After frantically flipping the fuses, and one phone call to my landlord later, Alex and I had no success.  We though maybe they was a surge protected outlet behind the fridge, but who would do that?  Apparently whoever designed my condo.  After pulling out the fridge we pressed one button and the fridge whirled back on.


But at least the buttercream turned out wonderfully and the frosted cupcakes were still as cute as can be.  No matter what is thrown at me, I seem to have a surprising knack for making buttercream's.  I just though you all should what lengths I went through to bring these beauties to the masses... well, to mainly Alex & Rachel... and a few people at a downtown Seattle rooftop BBQ.

Devil's Food Chocolate Cupcakes
Adapted from More from Magnolia

  • 2 cups All-Purpose flour
  • 1 cup unsweetened Dutch process cocoa 
  • 1 ½ teaspoons soda 
  • ½ teaspoon salt 
  • 1 ½ cups light brown sugar 
  • ½ cup sugar 
  • ¾ cup unsalted butter, softened 
  • 3 large eggs at room temperature
  • 1 ½ cups buttermilk 
  • 2 teaspoons vanilla 

  1. Preheat oven to 350º
  2. Line muffin tins with cupcake papers, set aside.
  3. Sift the dry ingredients together, set aside.
  4. Using the medium speed of a stand mixer, cream butter until smooth and light in color.
  5. Add sugar, beat until fluffy, about 3 minutes.
  6. Add eggs, one at a time, beating well after each.
  7. Add the dry ingredient mixture, in thirds, alternating with buttermilk and vanilla. With each addition, beat until ingredients are well mixed, but do not overbeat.
  8. Using spatula, scrape down bowl, making sure ingredients are well-blended.
  9. Carefully spoon into pans, filling 3/4 full.
  10. Bake 25-30 minutes.  Cool in tins 15 min.Remove and cool completely on wire rack before icing. Makes about 30 cupcakes.

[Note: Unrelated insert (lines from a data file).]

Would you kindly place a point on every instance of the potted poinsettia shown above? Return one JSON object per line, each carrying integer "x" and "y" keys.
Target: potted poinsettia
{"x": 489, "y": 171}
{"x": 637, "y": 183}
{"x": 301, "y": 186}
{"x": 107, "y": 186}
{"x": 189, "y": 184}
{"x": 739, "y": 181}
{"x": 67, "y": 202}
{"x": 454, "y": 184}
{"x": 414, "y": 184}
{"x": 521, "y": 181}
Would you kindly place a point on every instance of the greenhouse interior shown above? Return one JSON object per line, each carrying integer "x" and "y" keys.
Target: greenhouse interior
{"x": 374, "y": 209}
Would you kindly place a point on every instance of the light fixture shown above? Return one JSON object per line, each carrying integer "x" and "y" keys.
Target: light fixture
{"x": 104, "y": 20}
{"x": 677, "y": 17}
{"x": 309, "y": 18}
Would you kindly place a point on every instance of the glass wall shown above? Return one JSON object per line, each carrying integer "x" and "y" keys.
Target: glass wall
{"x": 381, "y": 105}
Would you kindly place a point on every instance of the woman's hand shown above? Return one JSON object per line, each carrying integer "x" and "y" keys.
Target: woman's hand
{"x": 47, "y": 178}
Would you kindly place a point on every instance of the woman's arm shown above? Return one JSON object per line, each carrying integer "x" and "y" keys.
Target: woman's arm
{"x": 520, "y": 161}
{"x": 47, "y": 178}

Chocolate Raspberry Buttercream
Adapted from More from Magnolia
  • 1 stick unsalted butter, softened
  • 2 tablespoons strained raspberry puree
  • 1 tablespoons almond milk
  • 5 ounces semisweet chocolate, melted and cooled to lukewarm
  • 1 teaspoon vanilla extract
  • 2 cups sifted powdered sugar

Note: to melt the chocolate, place in a double boiler over simmering water on low heat for 5-10 minutes; stir occasionally until the chocolate is completely smooth and no pieces remain; remove from heat and let cool 5-15 minutes or until lukewarm. 

  1. In a large mixing bowl, beat the butter using an electric mixer on medium speed for about 3 minutes or until creamy. 
  2. Add the milk and raspberry puree carefully and beat until smooth. 
  3. Add the melted chocolate and beat well for 2 minutes. 
  4. Add the vanilla and beat for 3 minutes. 
  5. Gradually add in the sugar and beat on low speed until creamy and of desired consistency.
Raspberry Buttercream
  • 1 stick unsalted butter, softened
  • 1/3 cup (approx) strained raspberry puree
  • 3 cups sifted powdered sugar
  1. In a large mixing bowl, beat the butter using an electric mixer on medium speed for about 3 minutes or until creamy.
  2. Beat in the raspberry puree until smooth.
  3. Add in the powdered sugar one tablespoon at a time until creamy and of desired consistency.